Yet, behind the ancient stone battlements of Stormont Castle, seat of the British government in Northern Ireland, the mood was one of calm confidence that the expected violence could be contained.

The chief constable and the officer commanding the 11,000 British troops here , were portrayed to this correspondent as convinced they had enough men and equipment to keep violence from spreading beyond defined and patrolled areas.

Lines of demarcation between Protestant and Roman Catholic areas in West Belfast have been fortified with gray sheets of corrugated iron, rows of barbed wire, concrete blocks, and iron fences.

They are ugly to look at, but they help the Army and police keep rival factions apart.

Army posts are set up behind iron barricades. Observation and sniper posts in dark gray concrete pillboxes loom above. Green and brown Army Saracen armored cars patrol constantly, troops inside holding automatic rifles.

To one seeing it all for the first time, as well as to most local people, it is a grim and tragic scene.

Many Protestants fear it is not enough. Mr. Paisley calls for reinforcements. Catholics I spoke to in the Falls, Springmartin, and Andersontown areas doubted the Army could prevent new death and destruction.

Inside Stormont Castle, a well-placed British official emphasized the reasons why London won't compromise with IRA demands.

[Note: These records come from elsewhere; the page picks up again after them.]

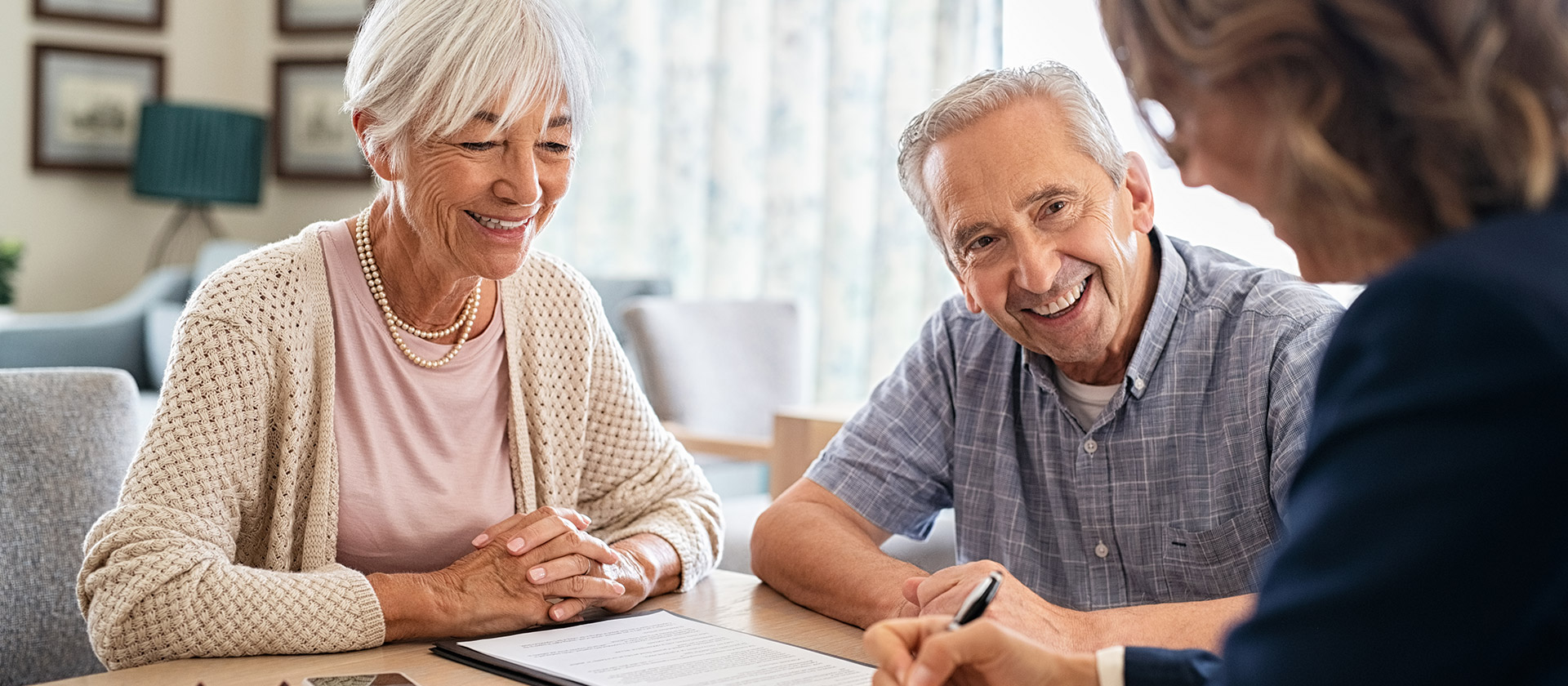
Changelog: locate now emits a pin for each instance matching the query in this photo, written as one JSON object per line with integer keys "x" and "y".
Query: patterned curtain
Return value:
{"x": 745, "y": 149}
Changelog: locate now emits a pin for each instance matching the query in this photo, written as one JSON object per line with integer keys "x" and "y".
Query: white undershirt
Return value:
{"x": 1082, "y": 400}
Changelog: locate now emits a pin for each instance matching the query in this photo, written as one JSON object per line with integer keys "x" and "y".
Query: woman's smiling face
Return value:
{"x": 479, "y": 198}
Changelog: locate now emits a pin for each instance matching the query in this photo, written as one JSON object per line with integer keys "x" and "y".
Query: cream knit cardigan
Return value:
{"x": 225, "y": 536}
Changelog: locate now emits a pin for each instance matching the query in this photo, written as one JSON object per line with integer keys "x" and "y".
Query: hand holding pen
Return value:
{"x": 978, "y": 600}
{"x": 930, "y": 650}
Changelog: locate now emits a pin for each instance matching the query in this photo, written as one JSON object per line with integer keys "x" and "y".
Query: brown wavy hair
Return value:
{"x": 1407, "y": 116}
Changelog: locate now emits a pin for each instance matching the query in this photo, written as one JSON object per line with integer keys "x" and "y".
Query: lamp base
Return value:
{"x": 199, "y": 210}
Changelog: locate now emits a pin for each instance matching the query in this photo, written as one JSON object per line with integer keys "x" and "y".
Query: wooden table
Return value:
{"x": 728, "y": 599}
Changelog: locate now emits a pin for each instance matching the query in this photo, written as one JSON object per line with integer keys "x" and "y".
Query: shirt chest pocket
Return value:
{"x": 1217, "y": 563}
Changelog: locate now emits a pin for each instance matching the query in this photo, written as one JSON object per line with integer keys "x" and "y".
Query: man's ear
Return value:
{"x": 375, "y": 154}
{"x": 1142, "y": 193}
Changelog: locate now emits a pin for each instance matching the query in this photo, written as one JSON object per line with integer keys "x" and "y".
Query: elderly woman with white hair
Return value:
{"x": 350, "y": 406}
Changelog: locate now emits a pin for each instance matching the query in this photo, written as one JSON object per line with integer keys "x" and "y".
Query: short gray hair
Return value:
{"x": 424, "y": 68}
{"x": 993, "y": 90}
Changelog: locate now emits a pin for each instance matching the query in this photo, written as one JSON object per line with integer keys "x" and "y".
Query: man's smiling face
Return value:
{"x": 1043, "y": 240}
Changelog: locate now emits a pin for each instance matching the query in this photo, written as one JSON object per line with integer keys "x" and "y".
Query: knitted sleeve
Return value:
{"x": 198, "y": 559}
{"x": 637, "y": 478}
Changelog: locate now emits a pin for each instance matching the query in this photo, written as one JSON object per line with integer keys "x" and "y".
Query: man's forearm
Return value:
{"x": 814, "y": 558}
{"x": 1198, "y": 624}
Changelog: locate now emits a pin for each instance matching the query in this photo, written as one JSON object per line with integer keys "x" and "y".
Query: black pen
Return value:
{"x": 978, "y": 602}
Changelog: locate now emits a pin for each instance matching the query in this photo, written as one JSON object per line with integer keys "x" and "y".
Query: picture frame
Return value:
{"x": 313, "y": 138}
{"x": 87, "y": 105}
{"x": 320, "y": 16}
{"x": 126, "y": 13}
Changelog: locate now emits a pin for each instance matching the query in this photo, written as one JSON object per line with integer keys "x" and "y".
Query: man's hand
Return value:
{"x": 1015, "y": 607}
{"x": 921, "y": 652}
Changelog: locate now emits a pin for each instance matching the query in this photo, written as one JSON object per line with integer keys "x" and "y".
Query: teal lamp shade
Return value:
{"x": 199, "y": 155}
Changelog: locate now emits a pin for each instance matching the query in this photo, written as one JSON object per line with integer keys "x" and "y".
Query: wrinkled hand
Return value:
{"x": 1015, "y": 607}
{"x": 490, "y": 590}
{"x": 569, "y": 563}
{"x": 921, "y": 652}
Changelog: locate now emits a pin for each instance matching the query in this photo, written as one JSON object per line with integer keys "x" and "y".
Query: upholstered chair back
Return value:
{"x": 66, "y": 438}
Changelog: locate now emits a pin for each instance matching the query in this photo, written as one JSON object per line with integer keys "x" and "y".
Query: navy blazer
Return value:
{"x": 1428, "y": 533}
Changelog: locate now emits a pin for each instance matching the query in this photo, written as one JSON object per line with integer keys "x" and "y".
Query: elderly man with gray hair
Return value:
{"x": 1114, "y": 414}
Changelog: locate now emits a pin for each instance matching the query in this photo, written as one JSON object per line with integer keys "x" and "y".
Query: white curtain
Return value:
{"x": 745, "y": 149}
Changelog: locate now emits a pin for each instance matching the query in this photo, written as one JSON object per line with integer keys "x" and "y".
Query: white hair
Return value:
{"x": 424, "y": 68}
{"x": 1087, "y": 127}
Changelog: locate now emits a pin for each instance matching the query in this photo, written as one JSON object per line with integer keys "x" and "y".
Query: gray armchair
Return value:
{"x": 131, "y": 334}
{"x": 65, "y": 445}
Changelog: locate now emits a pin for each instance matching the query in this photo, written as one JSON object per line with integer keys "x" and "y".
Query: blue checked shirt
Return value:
{"x": 1174, "y": 494}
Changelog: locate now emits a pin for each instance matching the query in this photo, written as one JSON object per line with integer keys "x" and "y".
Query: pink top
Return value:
{"x": 422, "y": 457}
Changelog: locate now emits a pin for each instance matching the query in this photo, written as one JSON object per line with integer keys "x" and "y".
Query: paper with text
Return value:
{"x": 666, "y": 648}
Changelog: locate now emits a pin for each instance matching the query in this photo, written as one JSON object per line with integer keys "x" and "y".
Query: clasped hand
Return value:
{"x": 541, "y": 568}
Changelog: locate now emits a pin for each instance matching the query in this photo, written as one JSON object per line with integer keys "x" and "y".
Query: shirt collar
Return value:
{"x": 1156, "y": 327}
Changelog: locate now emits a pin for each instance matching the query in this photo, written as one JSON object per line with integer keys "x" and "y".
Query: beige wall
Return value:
{"x": 87, "y": 237}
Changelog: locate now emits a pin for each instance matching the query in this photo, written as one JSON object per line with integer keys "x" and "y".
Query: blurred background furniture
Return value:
{"x": 196, "y": 155}
{"x": 615, "y": 293}
{"x": 131, "y": 334}
{"x": 65, "y": 445}
{"x": 715, "y": 372}
{"x": 726, "y": 380}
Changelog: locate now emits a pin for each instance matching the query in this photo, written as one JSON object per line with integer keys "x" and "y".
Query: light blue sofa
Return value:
{"x": 131, "y": 334}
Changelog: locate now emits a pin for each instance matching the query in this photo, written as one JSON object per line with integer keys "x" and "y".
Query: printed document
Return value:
{"x": 666, "y": 648}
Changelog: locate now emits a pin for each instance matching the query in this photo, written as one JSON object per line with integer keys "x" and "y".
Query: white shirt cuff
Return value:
{"x": 1111, "y": 666}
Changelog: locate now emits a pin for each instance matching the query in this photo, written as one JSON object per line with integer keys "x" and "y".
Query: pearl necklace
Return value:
{"x": 368, "y": 265}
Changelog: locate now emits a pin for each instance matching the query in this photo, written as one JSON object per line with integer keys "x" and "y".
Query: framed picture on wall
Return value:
{"x": 313, "y": 136}
{"x": 87, "y": 105}
{"x": 132, "y": 13}
{"x": 320, "y": 16}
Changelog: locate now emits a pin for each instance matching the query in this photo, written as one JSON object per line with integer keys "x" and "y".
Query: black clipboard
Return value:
{"x": 541, "y": 677}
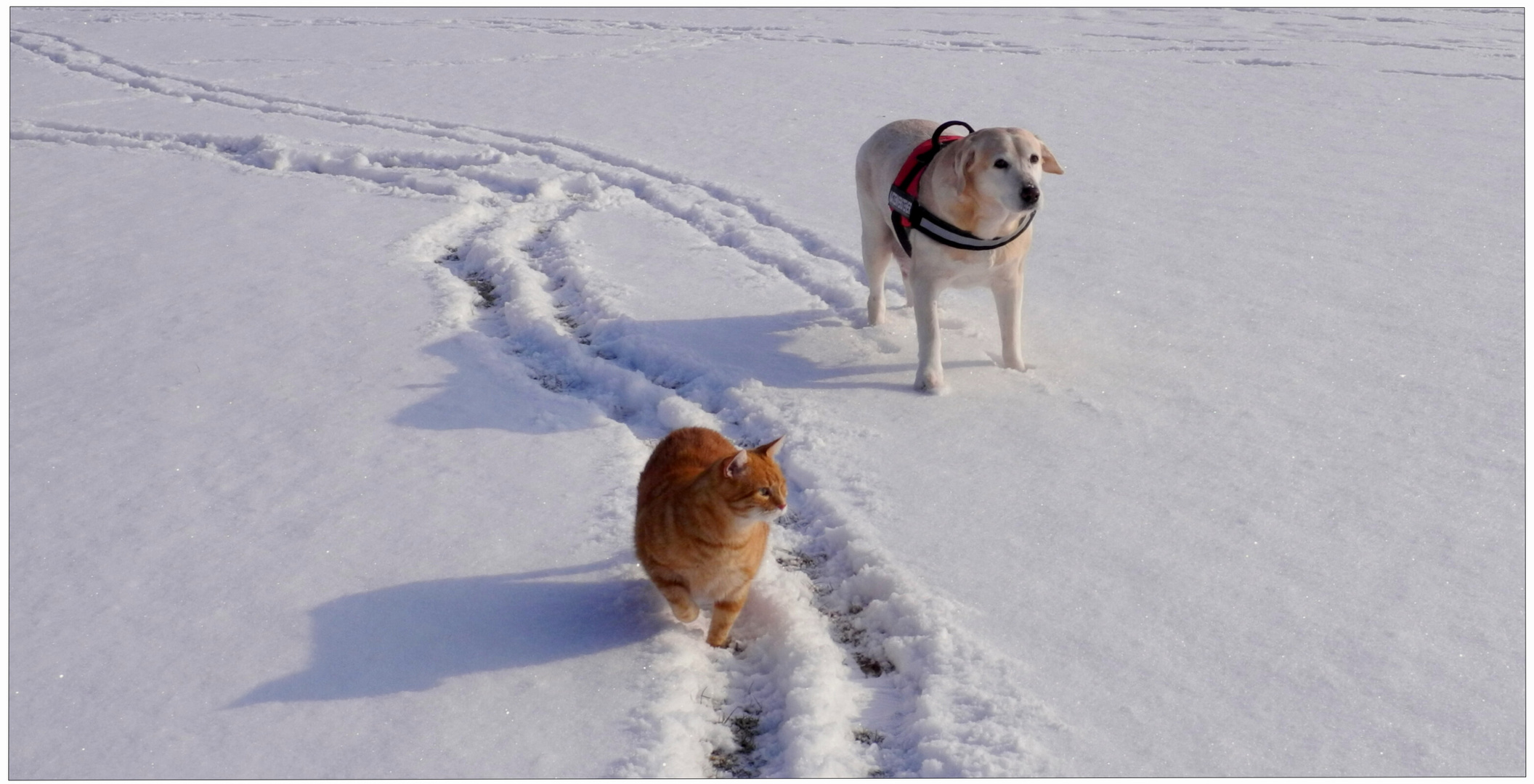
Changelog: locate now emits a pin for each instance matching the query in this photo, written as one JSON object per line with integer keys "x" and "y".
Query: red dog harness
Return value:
{"x": 907, "y": 212}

"The Provisional IRA," he said, "wants the British government out of Northern Ireland altogether. It wants to push us out by trying to prove that the province is ungovernable. Its aim then is to turn the same violence against Dublin and eventually to establish a workers' socialist republic in all of Ireland.

"This is not realistic," he said. "But the Provisionals are not realistic people."

It is estimated here that the Provisionals have no more than 250 men ready to take to the streets with guns and bombs. But that is more than enough to keep terrorism going. With about 300 television, press, and radio reporters from around the world gathered in Belfast, the government felt the IRA would do all it could to stir up new violence after Mr. Sands' funeral. At this writing, Sands was said to be lucid but extremely weak after 60 days without eating.

The IRA is using his hunger strike to dramatize its conviction that the crimes it commits are justified by a political cause -- a united Ireland.

British officials reply that the concept of "political prisoner" does not exist under British law. Mr. sands and 40 other IRA prisoners in the Maze prison outside Belfast are criminals under the law.

If they conform to prison rules, officials say, they have the right to wear the new civilian-style slacks, shirts, and sweaters that now constitute Maze prison clothing. They would also be able to wear their own clothes after prison working hours.

But the Thatcher government is adamant that it will not be blackmailed into granting what the IRA wants -- the right to wear their own clothing in the Maze at all times, the right not to work, the right to associate freely with each other at all times within the prison, and the automatic right, extended to other prisoners in Northern Ireland, to have their sentences reduced by half for "good behavior."

"It is out of the question," say British officials, "for any prisoner to tell prison authorities how their prison will be run. If Mr. Sands wants to die, that is his affair." The IRA hoped the British would not take ths attitude after Mr. Sands' recent election to the British Parliament, but their hope now appea rs to have been in vain.